To the extent you have capital losses that were recognized earlier this year or capital loss carryovers from pre-2022 years, selling winners this year won’t result in any tax hit. In particular, sheltering net short-term capital gains with capital losses is a major tax-saving opportunity because net short-terms gains would otherwise be taxed at higher ordinary income rates, which can reach 37% plus another 3.8% for the NIIT.
What if you have some losing investments that you’d like to unload? Taking the resulting capital losses this year would shelter capital gains, including high-taxed short-term gains, from other sales this year.
If selling a batch of losers would cause your capital losses to exceed your capital gains, the result would be a net capital loss for the year. That net capital loss can be used to shelter up to $3,000 of 2022 ordinary income from salaries, bonuses, self-employment income, interest income, royalties and other sources ($1,500 if you use married filing separate status). Any excess net capital loss from this year is carried forward indefinitely.

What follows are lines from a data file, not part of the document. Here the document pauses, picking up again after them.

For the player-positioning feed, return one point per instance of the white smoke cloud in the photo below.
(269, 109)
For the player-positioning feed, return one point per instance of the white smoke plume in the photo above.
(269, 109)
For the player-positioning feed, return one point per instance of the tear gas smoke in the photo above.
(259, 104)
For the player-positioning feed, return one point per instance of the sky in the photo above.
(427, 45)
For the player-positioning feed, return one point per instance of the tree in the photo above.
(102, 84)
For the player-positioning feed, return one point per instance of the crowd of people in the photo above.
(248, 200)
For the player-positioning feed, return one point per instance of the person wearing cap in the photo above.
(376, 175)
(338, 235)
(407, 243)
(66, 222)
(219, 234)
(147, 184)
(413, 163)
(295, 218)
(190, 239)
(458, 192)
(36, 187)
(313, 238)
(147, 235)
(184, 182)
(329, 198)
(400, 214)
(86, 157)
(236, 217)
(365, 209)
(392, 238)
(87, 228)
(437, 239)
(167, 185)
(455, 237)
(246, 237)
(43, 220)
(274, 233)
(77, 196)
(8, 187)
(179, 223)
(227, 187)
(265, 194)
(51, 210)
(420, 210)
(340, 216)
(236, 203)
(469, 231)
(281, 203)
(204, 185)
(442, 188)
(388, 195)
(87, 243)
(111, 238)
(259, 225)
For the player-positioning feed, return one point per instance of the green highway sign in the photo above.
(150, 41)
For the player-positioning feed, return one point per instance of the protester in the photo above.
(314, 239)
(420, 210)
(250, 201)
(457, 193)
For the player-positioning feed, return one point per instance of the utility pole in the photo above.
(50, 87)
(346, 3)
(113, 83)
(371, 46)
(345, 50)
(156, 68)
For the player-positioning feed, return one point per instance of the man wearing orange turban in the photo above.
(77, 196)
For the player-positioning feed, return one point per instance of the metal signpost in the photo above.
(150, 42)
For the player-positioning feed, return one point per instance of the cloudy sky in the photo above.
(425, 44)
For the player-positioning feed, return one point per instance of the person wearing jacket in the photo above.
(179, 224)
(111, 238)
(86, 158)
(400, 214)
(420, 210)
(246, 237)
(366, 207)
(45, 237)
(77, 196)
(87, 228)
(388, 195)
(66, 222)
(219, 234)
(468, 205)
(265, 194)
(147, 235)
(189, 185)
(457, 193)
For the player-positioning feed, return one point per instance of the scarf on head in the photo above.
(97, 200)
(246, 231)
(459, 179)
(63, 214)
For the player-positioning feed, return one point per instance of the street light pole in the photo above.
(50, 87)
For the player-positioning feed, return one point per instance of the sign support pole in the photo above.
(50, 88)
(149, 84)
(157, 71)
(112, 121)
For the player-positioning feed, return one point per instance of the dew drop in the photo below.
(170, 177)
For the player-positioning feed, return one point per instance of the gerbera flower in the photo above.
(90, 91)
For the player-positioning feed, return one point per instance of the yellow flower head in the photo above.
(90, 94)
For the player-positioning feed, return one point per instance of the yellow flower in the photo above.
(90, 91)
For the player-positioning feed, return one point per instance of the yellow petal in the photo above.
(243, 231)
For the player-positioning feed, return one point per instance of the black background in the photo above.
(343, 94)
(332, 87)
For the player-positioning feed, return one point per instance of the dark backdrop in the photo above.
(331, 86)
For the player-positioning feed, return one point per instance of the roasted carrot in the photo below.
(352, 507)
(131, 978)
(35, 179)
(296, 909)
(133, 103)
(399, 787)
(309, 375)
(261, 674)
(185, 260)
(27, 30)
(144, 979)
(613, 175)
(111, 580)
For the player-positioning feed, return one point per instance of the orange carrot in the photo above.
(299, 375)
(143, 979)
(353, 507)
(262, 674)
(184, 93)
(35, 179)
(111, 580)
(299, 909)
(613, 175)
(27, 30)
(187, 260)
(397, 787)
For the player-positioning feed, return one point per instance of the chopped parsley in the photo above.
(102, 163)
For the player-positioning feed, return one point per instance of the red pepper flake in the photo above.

Having a capital loss carryover go into next year could turn out to be a good deal: The carryover can be used to shelter both short-term gains and long-term gains recognized next year and beyond. This can give you extra investing flexibility in those years because you won’t have to hold appreciated securities for over a year to get a preferential tax rate. In addition, having a capital loss carryover into next year to shelter short-term gains recognized next year and beyond can be advantageous, because the top two federal rates on net short-term capital gains recognized in 2023 through 2025 are 35% and 37% (plus the 3.8% NIIT, if applicable).
Sharing Investments with Loved Ones and Charities
If you’re feeling generous, you may want to make gifts to some relatives and/or charities. These gifts can be made in conjunction with an overall revamping of your taxable account stock and equity mutual fund portfolios. Keep these tax-smart gifting principles in mind.
Gifts to loved ones. Don’t give away shares that are currently worth less than what you paid for them. Instead, you should sell the shares and book the resulting tax-saving capital loss. Then, you can give the cash sales proceeds to your relative or loved one.
On the other hand, it’s a good idea to give your loved ones shares that are currently worth more than what you paid for them. Most likely, they’ll pay lower tax rates than you would pay if you sold the same shares. Relatives in the 0% federal income tax bracket for long-term capital gains and qualified dividends will pay a 0% federal tax rate on gains from shares that were held for over a year before being sold.
For purposes of meeting the more-than-one-year rule for gifted shares, you can count your ownership period plus the gift recipient’s ownership period. Even if the shares have been held for a year or less before being sold, your relative will probably pay a much lower tax rate on the gain than you would.
Gifts to charities. The principles for tax-smart gifts to relatives also apply to donations to IRS-approved charities. That is, you should sell shares that are currently worth less than what you paid for them and collect the resulting tax-saving capital losses. Then you can give the cash from the sale to charity and claim the resulting tax-saving charitable deductions (assuming you itemize). Following this strategy delivers a double tax benefit: You recognize tax-saving capital losses plus tax-saving charitable donation deductions.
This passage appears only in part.